Nora stood and brought up a large photo on the screen behind her. It was a close-up of a dead man’s face.
“This is Mustafa Akbariyeh, Imad’s father. He was killed in a Unit operation in Jabalia, and of course, commanding the operation was none other than our very own”—she theatrically indicated me with both hands—“Captain… Avner… Ehrlich.”
Nahum’s low whistle tore through the silence following her statement. Froyke drummed his fingers on the table, and I struggled to remember. Jabalia had been the “terrorist capital” of Gaza, and we would operate there often—even daily, when the situation called for it. Nora switched the image and her laser pointer drew a red dot on the forehead of the young man that appeared on the screen.
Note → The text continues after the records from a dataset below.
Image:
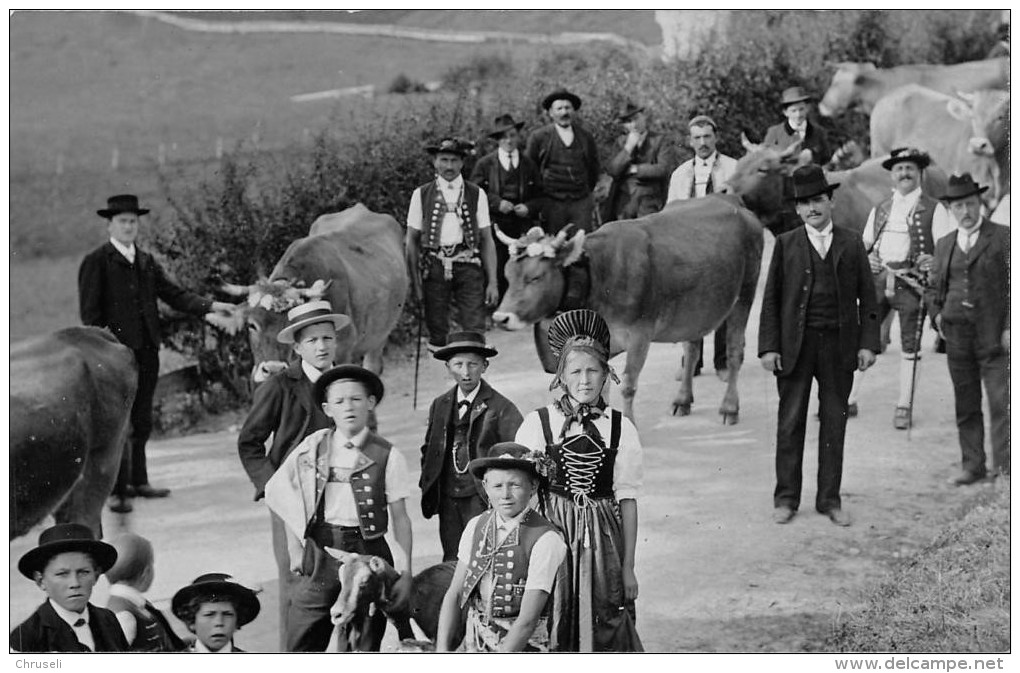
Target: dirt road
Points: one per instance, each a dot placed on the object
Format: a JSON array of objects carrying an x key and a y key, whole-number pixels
[{"x": 715, "y": 573}]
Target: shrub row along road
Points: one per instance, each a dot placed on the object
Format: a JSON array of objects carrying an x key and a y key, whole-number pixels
[{"x": 715, "y": 573}]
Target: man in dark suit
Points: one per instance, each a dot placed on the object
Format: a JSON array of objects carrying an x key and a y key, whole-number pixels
[
  {"x": 65, "y": 566},
  {"x": 284, "y": 409},
  {"x": 513, "y": 186},
  {"x": 640, "y": 168},
  {"x": 971, "y": 309},
  {"x": 463, "y": 423},
  {"x": 117, "y": 288},
  {"x": 819, "y": 321}
]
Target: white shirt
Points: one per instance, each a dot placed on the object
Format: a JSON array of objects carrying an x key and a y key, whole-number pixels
[
  {"x": 508, "y": 159},
  {"x": 821, "y": 241},
  {"x": 126, "y": 251},
  {"x": 628, "y": 470},
  {"x": 84, "y": 632},
  {"x": 547, "y": 555},
  {"x": 894, "y": 243},
  {"x": 340, "y": 507},
  {"x": 451, "y": 233}
]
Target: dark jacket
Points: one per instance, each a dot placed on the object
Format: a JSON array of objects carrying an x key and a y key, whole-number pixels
[
  {"x": 781, "y": 136},
  {"x": 492, "y": 419},
  {"x": 645, "y": 192},
  {"x": 284, "y": 408},
  {"x": 989, "y": 281},
  {"x": 45, "y": 631},
  {"x": 788, "y": 287},
  {"x": 115, "y": 295},
  {"x": 487, "y": 174}
]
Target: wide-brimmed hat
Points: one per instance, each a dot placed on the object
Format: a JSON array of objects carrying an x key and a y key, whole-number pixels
[
  {"x": 561, "y": 94},
  {"x": 810, "y": 182},
  {"x": 510, "y": 456},
  {"x": 66, "y": 537},
  {"x": 121, "y": 203},
  {"x": 795, "y": 95},
  {"x": 912, "y": 154},
  {"x": 450, "y": 146},
  {"x": 503, "y": 123},
  {"x": 218, "y": 583},
  {"x": 310, "y": 313},
  {"x": 627, "y": 111},
  {"x": 464, "y": 342},
  {"x": 961, "y": 187},
  {"x": 371, "y": 381}
]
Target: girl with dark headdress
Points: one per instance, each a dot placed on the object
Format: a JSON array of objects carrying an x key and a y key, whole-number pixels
[{"x": 592, "y": 495}]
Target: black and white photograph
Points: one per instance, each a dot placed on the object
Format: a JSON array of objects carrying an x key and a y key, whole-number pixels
[{"x": 462, "y": 330}]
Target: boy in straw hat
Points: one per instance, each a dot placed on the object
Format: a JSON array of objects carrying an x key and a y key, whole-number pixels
[
  {"x": 284, "y": 409},
  {"x": 132, "y": 575},
  {"x": 65, "y": 566},
  {"x": 341, "y": 487},
  {"x": 213, "y": 608},
  {"x": 509, "y": 560},
  {"x": 463, "y": 423}
]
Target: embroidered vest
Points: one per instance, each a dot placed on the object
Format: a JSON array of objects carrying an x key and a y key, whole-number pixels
[
  {"x": 367, "y": 479},
  {"x": 583, "y": 466},
  {"x": 434, "y": 207},
  {"x": 918, "y": 226},
  {"x": 508, "y": 562}
]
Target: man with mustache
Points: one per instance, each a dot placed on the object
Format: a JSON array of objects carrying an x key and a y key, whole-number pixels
[
  {"x": 568, "y": 159},
  {"x": 819, "y": 321},
  {"x": 971, "y": 309},
  {"x": 900, "y": 237}
]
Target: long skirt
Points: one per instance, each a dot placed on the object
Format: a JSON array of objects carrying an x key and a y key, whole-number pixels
[{"x": 590, "y": 613}]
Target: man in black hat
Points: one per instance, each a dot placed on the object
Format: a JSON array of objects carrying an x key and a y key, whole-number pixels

“This is Nasser Akbariyeh,” she said. “Imad’s brother. He died recently, in the bombing of the final convoy to leave Shabwah. He led the convoy and was the first to die.”
“This is serious business,” said Froyke, coughing a bit. “The Jordanians also tell us that Imad and his buddies are looking for you. At this point, it’s either kill or be killed.”
“Imad is already in Amman.” Nora finally pulled the rabbit out of her hat. “We showed t
he security footage from Bayswater to some workers from Gatwick. They recognized Imad, abu Bachar and the London trio, who all apparently boarded the Sultanate jet. Flight plan shows it landed in Amman last night.”
“So where are they?” asked Froyke.
“The local branch is working on it. Trying to place them,” said Nora. “As you know, their embassy has been under constant surveillance for a while now.”
The director seemed to finally emerge from his thoughts and spoke. “This summit of theirs will come to nothing. Saudi Arabia, the Emirates, Jordan and Egypt are out. We’re still working on the others. But this business at the Temple Mount is very disturbing. Bella!” he barked into his conference phone. “I need to meet with the prime minister, today. I would like this revenge issue addressed by Anne-Marie to receive full consideration.” The director looked at Froyke and me. “Kahanov and his team are on their way, have them handle the security detail for him”—he nodded in my direction—“and that doctor of yours.”
I started laughing. Froyke had a brief coughing fit into a handkerchief. I poured him a glass of water, and he sipped, cleared his throat and glared at me furiously.
“Vhat the hell are you laughing at?” he scolded me, his sharp Ashkenazi w momentarily escaping him. “You must realize they are gunning at you, personally! They want you dead! Weren’t you listening? The schmucks are coming after you!”